The IMF directors said in the report following a periodic review of the Cypriot economy that productivity growth has been weak as a result of “institutional bottlenecks and the slow pace of technology adoption,” adding that the high level of private debt could not be reduced.
The IMF has contributed one billion euros (1.1 billion U.S. dollars) on top of a nine-billion euro assistance package offered by the Eurogroup and carries out periodic surveys of the economy to make sure that Cyprus can repay its sovereign debt, currently standing at about 100 billion euros.
Cyprus’s finance minister has said in a recent speech on the budget that the debt will settle at about 91 percent at the end of 2020.
“Looking ahead, given the significant downside risks, the directors encouraged further steadfast efforts to address crisis legacies by continuing to reduce debt vulnerabilities, improve public spending efficiency, and raise economic growth potential and inclusiveness,” the report said.
The IMF emphasized the importance of steady non-performing loan resolution and sustainable debt workouts.

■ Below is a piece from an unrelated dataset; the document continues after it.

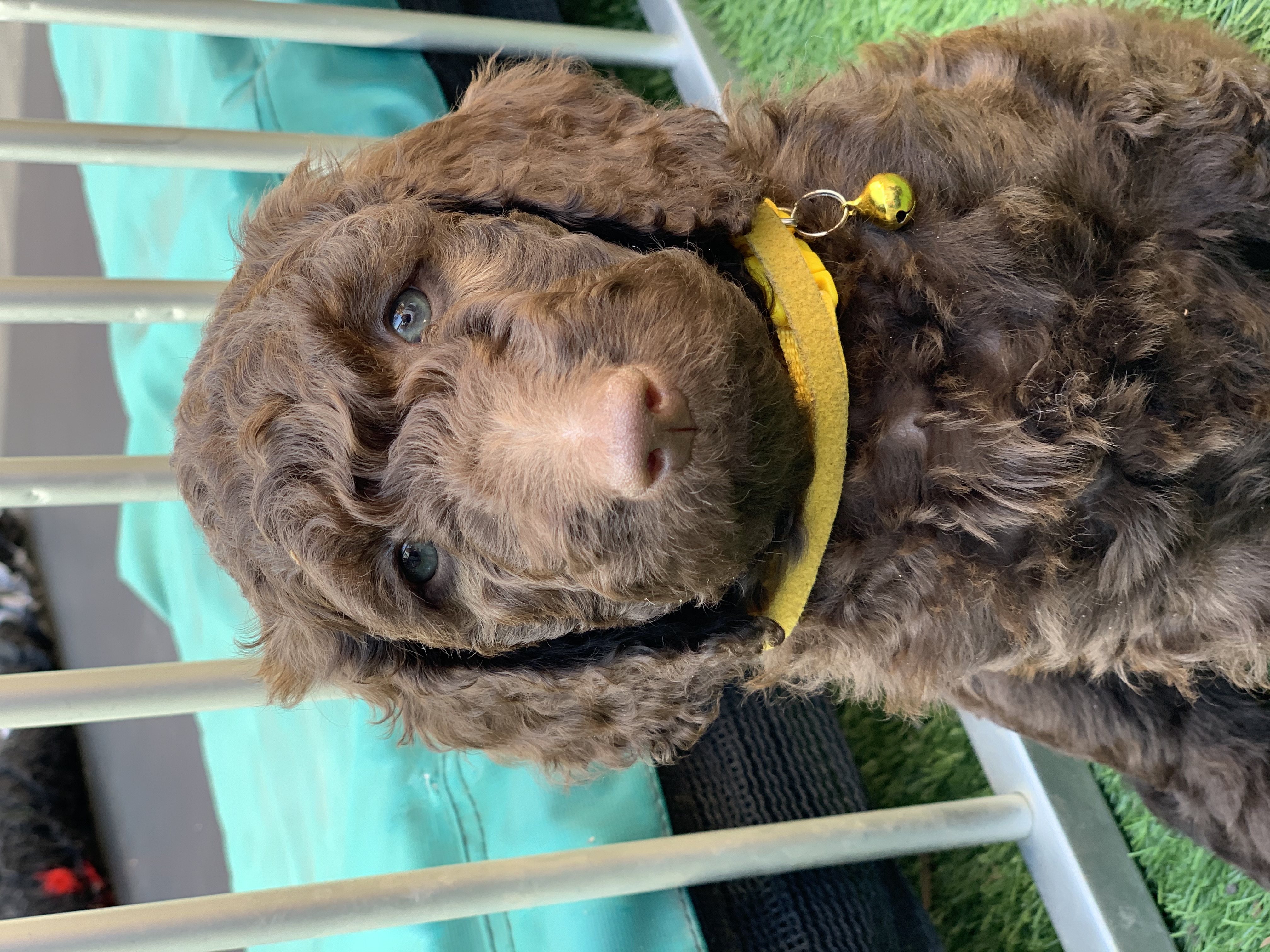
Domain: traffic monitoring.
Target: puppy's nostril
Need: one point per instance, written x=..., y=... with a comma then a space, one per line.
x=656, y=465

The directors “highlighted the need for ensuring a well-functioning non-performing loans resolution toolkit, including through implementation of a credible foreclosure framework, along with complementary reforms in the judiciary,” the report said.
Cyprus’s non-performing loans standing at about 10 billion euros or 30 percent of the total bank portfolio remain among the highest in Europe.
A large private sector debt overhang persists, given continued difficulties in debt workouts. Lagging productivity growth and political pressure to unwind key reforms also weigh on the outlook, the IMF said.
However, the IMF acknowledged that Cyprus has achieved a high rate of economic growth after 2013, reaching four percent last year.
It said the economic growth momentum was gradually slowing down to 3.2 percent year-on-year in the first semester of 2019, amid a slowing global economy and Brexit-related uncertainty, which have taken a toll on tourism receipts and service exports.
The Statistical Service of the Republic of Cyprus said on Monday that economic growth in the third quarter of this year reached 3.4 percent.
The IMF directors emphasized that structural reforms are key to raising the country’s medium-term growth potential.
Given low labor productivity growth and challenges to investment and economic efficiency, the directors called for policies to support greater market diversification, competition and technology adoption, the report said.